All that sounds tedious and arcane because it is indeed undeniably tedious and arcane. Such brain-bending stuff might make for a fun hobby, but you wouldn’t want to live there. In the case of the Prodigy, the Springfield Armory engineers just seemed to somehow cram insane amounts of ammo into an otherwise pretty normal pistol. I can only presume they somehow warped spacetime to get there.

There are three magazine options available for the Springfield Armory Prodigy. The flush-mounted sorts pack 17 rounds. Slightly extended versions include an oversized base pad assembly that interfaces seamlessly with the grip and carry 20 rounds. The mac daddy extended mags include the same oversized base plate and indeed hold 26 rounds. Each of these magazines is built like a dump truck and remains surprisingly easy to load.

The baseplates include scalloped areas in the extremely unlikely event they ever get sticky. Stiffening ridges pressed into the bodies make them all but indestructible. The mags are finished out in some kind of dull gray. Were I to hazard a guess regarding the finish, I would suppose perhaps hand-rubbed testosterone.

Trigger Time

So how does she run? It’s actually tough to capture in print without retreating to hackneyed terms like epic, awesome and ballin’. I’m told juvenile turkeys will sometimes stare into the sky during their first vigorous rain shower long enough to actually drown. While I’m not technically a turkey, I could stay on the range shooting this gun until I starved to death.

The 9mm is the most popular centerfire cartridge on the planet. It hits hard yet offers modest recoil. However, in tiny little mouse guns, the 9mm can still be a handful. By contrast, I have shot 9mm carbines that seemed to produce more felt recoil than this pistol.

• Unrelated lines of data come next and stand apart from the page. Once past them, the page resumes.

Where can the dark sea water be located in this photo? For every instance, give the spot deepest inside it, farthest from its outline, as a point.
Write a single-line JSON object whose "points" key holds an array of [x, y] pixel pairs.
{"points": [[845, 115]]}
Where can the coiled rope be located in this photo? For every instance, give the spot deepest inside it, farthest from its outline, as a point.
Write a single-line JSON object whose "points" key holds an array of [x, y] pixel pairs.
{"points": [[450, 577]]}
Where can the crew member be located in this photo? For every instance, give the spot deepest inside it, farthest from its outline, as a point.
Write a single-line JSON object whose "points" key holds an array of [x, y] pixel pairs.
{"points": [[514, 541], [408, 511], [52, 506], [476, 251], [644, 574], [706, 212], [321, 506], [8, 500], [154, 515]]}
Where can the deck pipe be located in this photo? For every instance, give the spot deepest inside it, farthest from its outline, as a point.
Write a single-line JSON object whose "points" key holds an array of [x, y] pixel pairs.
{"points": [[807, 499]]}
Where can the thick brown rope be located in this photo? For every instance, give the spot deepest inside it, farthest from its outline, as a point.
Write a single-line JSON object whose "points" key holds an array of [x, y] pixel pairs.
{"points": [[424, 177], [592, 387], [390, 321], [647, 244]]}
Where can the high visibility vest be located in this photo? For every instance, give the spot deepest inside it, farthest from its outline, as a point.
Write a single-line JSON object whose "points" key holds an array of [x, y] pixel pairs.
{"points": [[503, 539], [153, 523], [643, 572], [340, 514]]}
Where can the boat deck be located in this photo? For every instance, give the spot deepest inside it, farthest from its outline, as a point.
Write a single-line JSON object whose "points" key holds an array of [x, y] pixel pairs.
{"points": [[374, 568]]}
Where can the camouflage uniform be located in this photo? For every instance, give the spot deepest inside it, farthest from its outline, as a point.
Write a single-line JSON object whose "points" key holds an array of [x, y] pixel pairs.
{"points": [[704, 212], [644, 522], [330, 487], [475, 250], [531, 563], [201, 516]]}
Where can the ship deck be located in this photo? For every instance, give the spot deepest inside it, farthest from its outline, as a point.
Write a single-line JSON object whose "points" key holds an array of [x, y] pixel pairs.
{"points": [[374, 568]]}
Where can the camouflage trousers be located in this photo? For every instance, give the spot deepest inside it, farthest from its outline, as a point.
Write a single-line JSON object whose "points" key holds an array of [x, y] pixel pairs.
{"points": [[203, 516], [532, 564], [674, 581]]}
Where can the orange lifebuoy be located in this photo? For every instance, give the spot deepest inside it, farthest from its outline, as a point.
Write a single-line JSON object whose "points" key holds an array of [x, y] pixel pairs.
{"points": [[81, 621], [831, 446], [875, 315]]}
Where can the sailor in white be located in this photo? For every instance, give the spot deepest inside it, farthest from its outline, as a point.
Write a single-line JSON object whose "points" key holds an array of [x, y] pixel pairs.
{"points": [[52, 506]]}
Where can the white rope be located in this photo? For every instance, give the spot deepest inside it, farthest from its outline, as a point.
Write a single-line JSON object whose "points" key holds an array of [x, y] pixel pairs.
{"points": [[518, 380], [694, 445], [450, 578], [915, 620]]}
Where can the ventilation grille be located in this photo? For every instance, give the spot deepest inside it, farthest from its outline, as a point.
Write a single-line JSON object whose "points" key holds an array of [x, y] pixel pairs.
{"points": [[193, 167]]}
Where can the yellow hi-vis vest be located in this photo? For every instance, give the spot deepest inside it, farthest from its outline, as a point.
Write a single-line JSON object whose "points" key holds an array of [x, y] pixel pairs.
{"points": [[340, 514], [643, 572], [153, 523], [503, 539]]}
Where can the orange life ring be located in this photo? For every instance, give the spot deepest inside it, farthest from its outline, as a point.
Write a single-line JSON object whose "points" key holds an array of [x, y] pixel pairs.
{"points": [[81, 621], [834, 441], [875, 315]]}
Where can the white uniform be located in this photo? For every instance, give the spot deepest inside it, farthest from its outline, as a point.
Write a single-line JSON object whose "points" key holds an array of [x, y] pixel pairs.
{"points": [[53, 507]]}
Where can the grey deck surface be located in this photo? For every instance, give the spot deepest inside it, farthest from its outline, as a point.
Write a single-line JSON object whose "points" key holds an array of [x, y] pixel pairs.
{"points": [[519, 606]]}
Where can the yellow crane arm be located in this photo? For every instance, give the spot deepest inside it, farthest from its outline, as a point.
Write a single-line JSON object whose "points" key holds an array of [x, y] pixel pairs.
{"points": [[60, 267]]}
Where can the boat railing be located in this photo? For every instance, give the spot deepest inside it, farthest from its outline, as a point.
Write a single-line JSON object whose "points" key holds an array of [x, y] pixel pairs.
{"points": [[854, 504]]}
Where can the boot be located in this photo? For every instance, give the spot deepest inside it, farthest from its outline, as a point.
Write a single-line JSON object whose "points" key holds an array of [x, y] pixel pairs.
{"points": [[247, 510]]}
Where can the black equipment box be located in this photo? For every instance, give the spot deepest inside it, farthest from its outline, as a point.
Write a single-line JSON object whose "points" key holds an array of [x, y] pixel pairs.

Each round cycles like a sewing machine on quaaludes. The effect is more of a shove than a snap. This is one delightful 1911 platform. The Prodigy grouped like a dream. Break-in took about 50 rounds.

The controls are perfect and the experience sublime. Rapid magazine changes will remind you of how John Browning earned his place atop history’s esteemed pantheon of weapon designers. I’d say something nicer about this gun were I a bit more creative, but this is honestly the best I can do.

What Can You Do With It?

That’s a good question. The Prodigy OSP would be mighty fine company tucked into a nightstand, riding in a glove box, perched on your hip while out in the wilderness or on the competition field. Additionally, I recently read something about Active SETI (Search for Extraterrestrial Intelligence). As part of this program, in 1974, the Aricebo message was transmitted toward globular star cluster M13, some 25,000 light years away. Scientists hoped to make contact with a friendly interstellar civilization and, in so doing, facilitate the greatest discovery in all of human history. Seriously! What were they thinking?

Have those guys never actually seen a science fiction movie? I doubt advanced extraterrestrial intelligence would be any friendlier than we are, and we really suck at being friendly. Second only to our scientists churning out hordes of genetically engineered duck monkeys, reaching out to unknown alien civilizations seems like a really bad idea to me. However, if ever I did have to face down hordes of hungry alien invaders for real, I’d want the Springfield Armory Prodigy OSP 1911 9mm by my side.

As awesome as the Prodigy undeniably is, you need to get into one with your eyes open. This is not a diminutive concealed carry gun. This is a service or competition pistol. Packing this handgun would get old underneath shorts and a T-shirt. However, I can think of nothing better to have strapped to my thigh when the aliens show up peckish after their long trip.

Denouement

I’m saving up for a cool machine gun at present and I really didn’t need to buy another pistol right now. However, after my play date with the Springfield Armory Prodigy, I dutifully retrieved my checkbook. This gun was just too cool to send home. A guy could go broke doing this job.